Questa storia non esiste. È una bufala, un falso, una bugia. Parla di alligatori liberati nel Rio Grande per dilaniare i clandestini al confine Sud, sostanze chimiche nell’acqua che trasformano i bambini in transgender, cani e gatti fatti arrosto, bagni di sangue. Mette in piazza le abitudini sessuali di JD Vance, il vero colore di Kamala e i finti attentati a Trump. Spiega che il governo controlla gli uragani, il wifi provoca il cancro e il vaccino anti-Covid è tutta una cospirazione. 

In un mondo migliore, la vera notizia sarebbe che se ne parli. Le presidenziali hanno però la capacità di tirare fuori il peggio dall’America e da mesi la gara è a chi la spara più grossa. Vale dunque la pena tornarci sopra perché la somma dei falsi che da mesi animano la conversazione pubblica è la fotografia di uno stato d’animo – un distillato degli umori che ribollono nella pancia del paese. È un gioco al ribasso dove nessuno è innocente, i fact-check lasciano il tempo che trovano e la deriva partigiana è garantita. E mentre i fatti sfumano in un’approssimazione, la verità finisce all’angolo e il terreno di scontro diventa sempre più scivoloso.

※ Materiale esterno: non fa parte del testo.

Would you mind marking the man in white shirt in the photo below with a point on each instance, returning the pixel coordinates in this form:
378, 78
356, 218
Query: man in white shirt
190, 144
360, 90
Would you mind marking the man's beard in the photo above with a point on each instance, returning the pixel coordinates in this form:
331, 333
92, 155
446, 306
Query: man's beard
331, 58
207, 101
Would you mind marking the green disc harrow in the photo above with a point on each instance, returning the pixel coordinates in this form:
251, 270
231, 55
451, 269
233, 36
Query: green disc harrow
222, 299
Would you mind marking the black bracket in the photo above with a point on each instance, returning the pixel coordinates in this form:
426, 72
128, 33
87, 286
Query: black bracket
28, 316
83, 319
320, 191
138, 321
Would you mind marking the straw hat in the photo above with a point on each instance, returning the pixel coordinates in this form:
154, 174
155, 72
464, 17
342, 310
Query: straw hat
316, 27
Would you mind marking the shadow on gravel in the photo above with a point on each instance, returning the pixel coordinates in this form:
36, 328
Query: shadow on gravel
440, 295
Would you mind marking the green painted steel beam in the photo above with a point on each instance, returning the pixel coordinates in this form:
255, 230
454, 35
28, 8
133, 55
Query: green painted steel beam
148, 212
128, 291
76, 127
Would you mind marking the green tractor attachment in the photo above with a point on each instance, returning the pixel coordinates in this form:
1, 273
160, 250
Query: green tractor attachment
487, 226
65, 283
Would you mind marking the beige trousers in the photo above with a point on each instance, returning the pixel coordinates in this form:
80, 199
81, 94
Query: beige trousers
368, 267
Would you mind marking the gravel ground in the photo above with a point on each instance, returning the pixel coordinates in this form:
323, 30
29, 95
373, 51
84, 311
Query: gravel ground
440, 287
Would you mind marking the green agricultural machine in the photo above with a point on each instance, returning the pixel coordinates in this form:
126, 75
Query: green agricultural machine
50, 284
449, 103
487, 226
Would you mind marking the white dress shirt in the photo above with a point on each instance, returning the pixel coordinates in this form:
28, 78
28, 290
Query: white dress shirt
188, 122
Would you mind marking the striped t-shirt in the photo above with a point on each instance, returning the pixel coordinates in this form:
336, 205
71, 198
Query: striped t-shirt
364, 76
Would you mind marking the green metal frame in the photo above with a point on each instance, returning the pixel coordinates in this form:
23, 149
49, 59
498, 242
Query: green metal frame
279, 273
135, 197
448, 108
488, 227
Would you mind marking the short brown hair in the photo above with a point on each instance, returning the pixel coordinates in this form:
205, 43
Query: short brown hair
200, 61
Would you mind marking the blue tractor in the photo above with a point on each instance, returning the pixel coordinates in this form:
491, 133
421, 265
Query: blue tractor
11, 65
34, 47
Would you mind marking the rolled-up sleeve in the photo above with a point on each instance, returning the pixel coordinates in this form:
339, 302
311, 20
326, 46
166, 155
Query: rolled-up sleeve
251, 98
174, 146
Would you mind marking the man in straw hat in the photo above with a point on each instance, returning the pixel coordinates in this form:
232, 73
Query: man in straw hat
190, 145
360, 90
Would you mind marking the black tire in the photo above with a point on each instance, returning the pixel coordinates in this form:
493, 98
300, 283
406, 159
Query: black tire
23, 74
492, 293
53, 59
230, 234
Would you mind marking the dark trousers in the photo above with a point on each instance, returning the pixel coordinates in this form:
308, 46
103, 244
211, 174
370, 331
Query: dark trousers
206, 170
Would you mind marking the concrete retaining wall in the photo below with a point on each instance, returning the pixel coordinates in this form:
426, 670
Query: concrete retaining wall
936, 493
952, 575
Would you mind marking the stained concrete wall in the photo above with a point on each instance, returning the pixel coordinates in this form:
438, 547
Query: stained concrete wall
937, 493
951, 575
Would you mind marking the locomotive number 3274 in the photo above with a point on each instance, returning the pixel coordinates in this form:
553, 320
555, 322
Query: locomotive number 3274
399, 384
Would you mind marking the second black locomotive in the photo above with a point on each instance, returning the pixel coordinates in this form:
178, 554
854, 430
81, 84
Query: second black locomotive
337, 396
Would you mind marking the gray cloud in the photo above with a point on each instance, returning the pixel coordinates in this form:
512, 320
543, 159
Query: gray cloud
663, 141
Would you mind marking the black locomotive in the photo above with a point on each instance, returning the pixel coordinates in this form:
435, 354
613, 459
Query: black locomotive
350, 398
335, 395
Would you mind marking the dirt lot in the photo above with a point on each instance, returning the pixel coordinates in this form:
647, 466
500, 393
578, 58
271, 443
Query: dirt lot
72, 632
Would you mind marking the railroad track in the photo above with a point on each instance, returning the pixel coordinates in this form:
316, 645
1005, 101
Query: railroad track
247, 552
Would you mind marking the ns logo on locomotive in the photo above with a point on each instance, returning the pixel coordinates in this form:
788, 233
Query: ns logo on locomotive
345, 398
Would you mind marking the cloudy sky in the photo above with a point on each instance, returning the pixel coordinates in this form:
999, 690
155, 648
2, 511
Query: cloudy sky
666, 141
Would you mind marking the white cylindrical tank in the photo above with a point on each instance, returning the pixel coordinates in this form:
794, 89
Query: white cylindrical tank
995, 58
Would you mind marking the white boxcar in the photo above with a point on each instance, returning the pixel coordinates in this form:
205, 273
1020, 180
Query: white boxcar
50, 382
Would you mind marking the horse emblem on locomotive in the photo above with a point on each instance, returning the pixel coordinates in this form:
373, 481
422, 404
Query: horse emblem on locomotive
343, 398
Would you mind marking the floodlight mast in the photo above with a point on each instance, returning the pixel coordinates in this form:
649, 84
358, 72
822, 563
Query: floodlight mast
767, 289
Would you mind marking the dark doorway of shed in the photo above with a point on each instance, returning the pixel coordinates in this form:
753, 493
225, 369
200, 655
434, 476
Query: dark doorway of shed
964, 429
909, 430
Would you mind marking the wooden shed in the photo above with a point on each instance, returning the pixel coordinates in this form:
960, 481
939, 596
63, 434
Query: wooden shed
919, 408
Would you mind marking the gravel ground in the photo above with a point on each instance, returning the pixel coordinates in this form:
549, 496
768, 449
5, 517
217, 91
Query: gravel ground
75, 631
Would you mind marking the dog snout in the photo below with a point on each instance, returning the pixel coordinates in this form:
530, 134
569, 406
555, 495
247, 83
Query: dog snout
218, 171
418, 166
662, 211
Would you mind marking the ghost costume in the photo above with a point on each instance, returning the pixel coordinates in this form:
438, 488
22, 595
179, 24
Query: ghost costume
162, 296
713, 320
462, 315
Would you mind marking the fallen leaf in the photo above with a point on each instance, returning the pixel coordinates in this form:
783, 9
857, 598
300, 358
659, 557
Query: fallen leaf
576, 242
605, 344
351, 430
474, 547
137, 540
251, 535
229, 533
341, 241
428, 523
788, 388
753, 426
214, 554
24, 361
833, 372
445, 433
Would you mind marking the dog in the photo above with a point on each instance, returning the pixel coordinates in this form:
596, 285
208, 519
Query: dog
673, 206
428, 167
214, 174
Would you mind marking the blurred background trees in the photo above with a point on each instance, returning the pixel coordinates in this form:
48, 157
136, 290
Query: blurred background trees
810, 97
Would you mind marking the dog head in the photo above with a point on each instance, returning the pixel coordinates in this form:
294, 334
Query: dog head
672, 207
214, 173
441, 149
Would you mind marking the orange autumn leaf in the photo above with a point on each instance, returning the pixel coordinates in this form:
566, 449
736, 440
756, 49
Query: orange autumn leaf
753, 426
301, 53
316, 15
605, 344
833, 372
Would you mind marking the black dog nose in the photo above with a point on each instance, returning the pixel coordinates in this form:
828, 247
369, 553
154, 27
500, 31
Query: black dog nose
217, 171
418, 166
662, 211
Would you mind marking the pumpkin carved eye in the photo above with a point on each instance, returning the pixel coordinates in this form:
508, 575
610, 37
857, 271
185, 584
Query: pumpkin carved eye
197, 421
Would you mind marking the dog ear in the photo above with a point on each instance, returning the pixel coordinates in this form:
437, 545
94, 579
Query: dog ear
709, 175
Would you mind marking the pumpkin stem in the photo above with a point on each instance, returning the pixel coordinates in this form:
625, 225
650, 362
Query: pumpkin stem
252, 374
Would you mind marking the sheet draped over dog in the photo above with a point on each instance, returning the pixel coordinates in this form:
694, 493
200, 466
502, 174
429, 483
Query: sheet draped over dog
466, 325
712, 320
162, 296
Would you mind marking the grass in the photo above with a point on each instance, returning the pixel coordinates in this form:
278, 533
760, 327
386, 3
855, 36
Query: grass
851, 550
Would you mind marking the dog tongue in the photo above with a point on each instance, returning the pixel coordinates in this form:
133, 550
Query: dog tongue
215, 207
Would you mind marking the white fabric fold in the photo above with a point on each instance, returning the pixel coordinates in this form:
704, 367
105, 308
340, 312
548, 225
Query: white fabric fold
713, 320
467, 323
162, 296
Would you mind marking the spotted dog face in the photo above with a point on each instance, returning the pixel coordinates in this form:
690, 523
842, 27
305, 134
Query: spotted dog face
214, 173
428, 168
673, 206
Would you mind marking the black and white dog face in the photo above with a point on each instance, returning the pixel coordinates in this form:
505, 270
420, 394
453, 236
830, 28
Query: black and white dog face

La traiettoria del falso è ormai rodata. Quella degli immigrati haitiani che nella cittadina di Springfield, Ohio si dice divorino cani e gatti è un caso da manuale. La bufala debutta sui social locali, il regno delle paranoie, e da lì prende il volo verso la scena nazionale. È la parabola perfetta delle paure che animano l’elettorato di destra. Intercetta in chiave di razzismo i due temi al centro di queste elezioni, economia e immigrazione. Mescola orrore, disprezzo, violenza: è la voce del cittadino qualunque travolto dai demoni alla modernità in una delle infinite piccole città che punteggiano la flyover country. Rimbalza su X e da lì a un comizio di JD Vance. Trump, che della menzogna ha fatto il suo stile, la rilancia al dibattito presidenziale e a quel punto non c’è verso di tornare indietro.

Seguono smentite, inchieste, interviste, commenti – un cataclisma che chissà quanto sposta in chiave elettorale. I sostenitori si compattano, gli oppositori urlano allo scandalo e ognuno resta della propria opinione. Intanto a Springfield fioccano gli allarmi bomba, le scuole sono evacuate e gli immigrati haitiani si sentono a rischio. Poco dopo, un gruppo di estremisti di destra sbarca nella cittadina e pattuglia in armi le vie a difesa dei cittadini americani, s’immagina quelli bianchi. 

È il genere di scenario diventato familiare negli anni della presidenza Trump – forse l’unica ad aprirsi con un falso clamoroso (il milione e mezzo di persone alla cerimonia di inaugurazione) e concludersi con un falso ben più terrificante (le elezioni rubate nel 2020). Allora come oggi, le parole sono pietre e i social hanno la capacità di trasformare ogni idiozia in un pericolo mortale. Per conferma, basta tornare al 6 gennaio e all’attacco al Campidoglio.

Per quanto ormai prevedibili, il caos e i fuochi d’artificio di Donald Trump restano abbaglianti. Il che non significa che i democratici siano candidi gigli del campo. Pur senza scendere al suo livello, nota sul New York Times James Kirchik, ricercatore del Foundation for Individual Rights and Expression, nel dibattito presidenziale neanche Kamala Harris ha “aderito strettamente alla verità”. Come dire, tecnicamente non ha mentito ma sfumato, approssimato, aggiustato.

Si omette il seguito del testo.